Он размеренным, неспешным шагом прошел мимо них и спустился по лестнице.
— Простите меня. — Мари-Жозеф в изнеможении прислонилась к стене. — Мое вмешательство было неуместно.
Возле рукояти трости графа Люсьена блеснула полоска острой стали. Граф Люсьен задвинул клинок назад и повернул рукоять: раздался щелчок, и клинок исчез внутри трости.
— Лоррен совершенно прав, — сказал граф Люсьен. — Его величество запретил дуэли. Без сомнения, вы спасли мою голову.
— Вот теперь вы смеетесь надо мною, сударь…
— Напротив.
— А ведь я надеялась завоевать ваше уважение.
— И не только уважение, — добавил граф Люсьен. — Для вашего же блага советую вам поискать другого претендента на ваши чувства.
Мари-Жозеф вернулась к себе в комнатку, еще не в силах осознать, как рушатся ее сокровенные планы. Ей не хотелось думать о предостережении, которое дал ей граф Люсьен. Она снова села за клавесин и, собрав воедино партитуру русалочьей кантаты, всецело сосредоточилась на игре — единственном начинании, которое сегодня удавалось.
«Я сумела передать прелесть ее музыки, — подумала Мари-Жозеф. — Когда его величество услышит ее и я поведаю ему о том, кто ее сочинил, он не сможет мне не поверить и пощадит русалку».
У Мари-Жозеф до сих пор кружилась голова, но упасть в обморок она уже не боялась. Она понесла партитуру через дворцовые залы в музыкальный салон. Осторожно заглянув в дверную щелку, она надеялась увидеть месье Миноре, строгого капельмейстера, занимающего эту должность в третьем квартале, или месье де ла Ланда, очаровательного капельмейстера, которому отводился четвертый. На празднование пятидесятилетия царствования его величества в Версале собрались все четверо придворных капельмейстеров и все королевские музыканты. Гости короля неизменно наслаждались музыкой.

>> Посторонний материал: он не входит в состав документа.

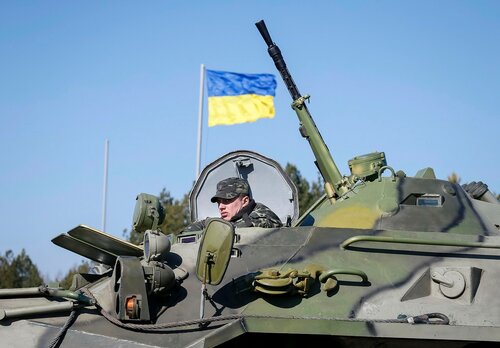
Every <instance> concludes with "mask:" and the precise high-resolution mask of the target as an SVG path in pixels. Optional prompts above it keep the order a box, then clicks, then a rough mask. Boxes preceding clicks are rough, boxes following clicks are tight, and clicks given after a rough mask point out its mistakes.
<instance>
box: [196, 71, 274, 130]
mask: <svg viewBox="0 0 500 348" xmlns="http://www.w3.org/2000/svg"><path fill="white" fill-rule="evenodd" d="M206 72H207V89H208V126H209V127H212V126H216V125H221V124H225V125H230V124H237V123H245V122H255V121H257V120H258V119H259V118H273V117H274V113H275V112H274V95H275V90H276V79H275V78H274V75H272V74H239V73H234V72H227V71H215V70H207V71H206Z"/></svg>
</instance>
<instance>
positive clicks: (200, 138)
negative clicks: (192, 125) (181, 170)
mask: <svg viewBox="0 0 500 348" xmlns="http://www.w3.org/2000/svg"><path fill="white" fill-rule="evenodd" d="M204 85H205V64H202V65H201V68H200V101H199V103H200V105H199V109H198V148H197V152H196V177H195V180H196V179H198V176H199V175H200V165H201V130H202V128H203V122H202V120H203V92H204V90H205V89H204Z"/></svg>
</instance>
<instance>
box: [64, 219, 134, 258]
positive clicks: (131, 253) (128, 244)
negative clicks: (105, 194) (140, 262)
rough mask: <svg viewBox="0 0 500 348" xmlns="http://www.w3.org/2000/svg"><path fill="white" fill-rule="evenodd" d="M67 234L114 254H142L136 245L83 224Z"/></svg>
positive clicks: (123, 255) (120, 254)
mask: <svg viewBox="0 0 500 348" xmlns="http://www.w3.org/2000/svg"><path fill="white" fill-rule="evenodd" d="M68 234H69V235H70V236H71V237H73V238H76V239H80V240H82V241H84V242H87V243H89V244H92V245H94V246H96V247H98V248H100V249H103V250H106V251H108V252H110V253H112V254H115V255H120V256H138V257H140V256H142V255H143V254H144V251H143V250H142V248H140V247H138V246H137V245H134V244H132V243H129V242H127V241H124V240H122V239H119V238H116V237H114V236H112V235H110V234H107V233H105V232H103V231H99V230H97V229H95V228H92V227H88V226H85V225H79V226H76V227H75V228H73V229H72V230H70V231H68Z"/></svg>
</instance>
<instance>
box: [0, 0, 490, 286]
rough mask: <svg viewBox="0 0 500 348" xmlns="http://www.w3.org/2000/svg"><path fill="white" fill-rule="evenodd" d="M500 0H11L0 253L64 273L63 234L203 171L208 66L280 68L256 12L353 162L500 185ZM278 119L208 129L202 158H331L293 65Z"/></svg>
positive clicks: (6, 49) (68, 266)
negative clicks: (106, 166)
mask: <svg viewBox="0 0 500 348" xmlns="http://www.w3.org/2000/svg"><path fill="white" fill-rule="evenodd" d="M499 17H500V2H498V1H481V0H478V1H445V0H443V1H422V0H420V1H384V0H382V1H314V2H309V3H304V2H303V1H246V2H236V1H166V0H165V1H147V2H138V1H107V2H103V1H70V2H64V1H43V2H42V1H39V2H35V1H2V2H1V3H0V120H1V127H0V156H1V158H2V164H1V171H0V189H1V193H2V197H1V199H0V212H1V213H0V217H1V220H2V222H3V226H2V227H3V234H2V236H3V237H2V238H1V242H0V253H2V254H3V253H4V252H5V251H6V250H8V249H11V250H13V251H14V252H15V253H16V254H17V253H19V252H20V250H21V249H22V248H25V249H26V251H27V252H28V254H29V255H30V257H31V258H32V260H33V261H34V262H35V263H36V264H37V265H38V267H39V268H40V270H41V272H42V274H44V275H45V276H48V277H51V278H54V277H56V276H60V275H62V274H63V273H64V272H65V271H66V270H67V269H68V268H69V267H71V266H73V265H76V264H78V263H79V262H80V260H81V257H79V256H77V255H73V254H72V253H70V252H68V251H66V250H64V249H61V248H59V247H56V246H55V245H53V244H52V243H51V242H50V240H51V239H52V238H53V237H55V236H56V235H58V234H60V233H63V232H66V231H67V230H69V229H71V228H73V227H74V226H76V225H78V224H82V223H83V224H87V225H90V226H93V227H97V228H100V227H101V221H102V216H101V213H102V195H103V194H102V191H103V190H102V188H103V171H104V170H103V169H104V143H105V140H106V139H109V142H110V148H109V150H110V152H109V178H108V180H109V186H108V205H107V229H106V230H107V232H108V233H111V234H114V235H116V236H118V237H120V236H121V235H122V230H123V229H124V228H128V227H129V226H130V225H131V222H132V213H133V207H134V204H135V197H136V195H137V194H138V193H140V192H146V193H151V194H157V193H159V192H160V191H161V189H162V188H163V187H165V188H166V189H167V190H168V191H170V192H171V193H172V195H173V196H174V197H176V198H181V197H182V196H183V195H184V194H185V193H187V192H188V191H189V189H190V187H191V185H192V183H193V181H194V180H195V169H196V137H197V134H196V132H197V117H198V108H199V103H198V99H199V83H200V81H199V78H200V76H199V74H200V65H201V64H202V63H203V64H205V65H206V67H207V68H208V69H214V70H226V71H235V72H241V73H274V74H276V71H275V68H274V65H273V63H272V61H271V59H270V58H269V56H268V54H267V50H266V46H265V44H264V42H263V40H262V38H261V37H260V35H259V33H258V31H257V29H256V28H255V25H254V23H255V22H257V21H258V20H260V19H264V20H265V21H266V23H267V26H268V28H269V30H270V32H271V35H272V37H273V40H274V41H275V42H276V43H277V44H278V45H279V47H280V48H281V50H282V52H283V54H284V56H285V59H286V61H287V64H288V67H289V70H290V72H291V73H292V74H293V76H294V79H295V82H296V83H297V86H298V88H299V90H300V91H301V93H302V94H310V95H311V103H310V104H309V110H310V112H311V113H312V115H313V117H314V119H315V121H316V124H317V126H318V128H319V129H320V130H321V132H322V135H323V138H324V140H325V142H326V143H327V144H328V146H329V148H330V150H331V151H332V153H333V156H334V159H335V161H336V162H337V165H338V167H339V169H340V171H341V172H342V173H344V174H347V172H348V167H347V161H348V160H349V159H350V158H352V157H354V156H357V155H362V154H366V153H369V152H373V151H385V153H386V157H387V160H388V164H389V165H391V166H392V167H394V168H395V169H396V170H400V169H401V170H404V171H405V172H406V173H407V174H409V175H414V174H415V173H416V172H417V171H418V170H419V169H421V168H425V167H428V166H430V167H432V168H434V170H435V172H436V175H437V176H438V177H439V178H446V177H447V176H448V175H449V174H450V173H452V172H456V173H458V174H459V175H460V177H461V178H462V183H465V182H470V181H479V180H481V181H483V182H485V183H487V184H488V185H489V187H490V189H491V190H492V191H494V192H497V193H498V192H500V178H499V175H498V173H499V172H500V161H499V158H498V148H499V145H500V140H499V138H500V137H499V119H500V117H499V116H500V115H499V110H500V105H499V103H500V98H499V97H500V95H499V94H500V65H499V64H498V62H499V57H500V41H499V40H498V38H499V37H500V21H499V20H498V18H499ZM277 77H278V89H277V92H276V98H275V105H276V117H275V118H274V119H272V120H267V119H264V120H259V121H257V122H256V123H251V124H243V125H235V126H217V127H212V128H208V127H207V126H206V115H205V119H204V129H203V144H202V166H203V165H206V164H208V163H210V162H212V161H213V160H215V159H216V158H218V157H219V156H221V155H223V154H224V153H226V152H229V151H233V150H238V149H245V150H252V151H257V152H260V153H262V154H263V155H265V156H268V157H271V158H274V159H275V160H277V161H278V162H279V163H281V164H282V165H283V166H284V165H285V164H286V163H287V162H290V163H294V164H296V165H297V166H298V168H299V169H300V171H301V172H302V174H303V175H304V176H305V177H306V178H308V179H309V180H315V179H316V178H317V170H316V168H315V166H314V163H313V158H312V154H311V151H310V149H309V147H308V144H307V142H306V141H305V140H303V139H302V138H301V137H300V135H299V133H298V130H297V129H298V121H297V119H296V116H295V114H294V113H293V111H292V110H291V108H290V103H291V99H290V96H289V95H288V92H287V91H286V89H285V87H284V85H283V83H282V81H281V79H280V78H279V76H277Z"/></svg>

Малыш Доменико Скарлатти в одиночестве играл на клавесине. Мари-Жозеф замерла, восхищаясь прежде не слышанной пьесой, пока он не завершил игру каскадом мелизмов, не замолк и не выглянул из окна, любуясь чудным пейзажем. Он тяжело вздохнул и, глядя в окно, одной рукой проиграл вариации.
— Доменико!
— Синьорина Мария!
Он вскочил со стула, но тотчас с мрачным видом уселся снова:
— Мне запрещено вставать целых два часа!
— Не буду мешать. — Она обняла его. — Это было прелестно.
— Мне нельзя ее играть. — Он сыграл еще одну вариацию. — Мне велели играть только то, что папа выбрал для исполнения перед его величеством.
— Вы сами это сочинили?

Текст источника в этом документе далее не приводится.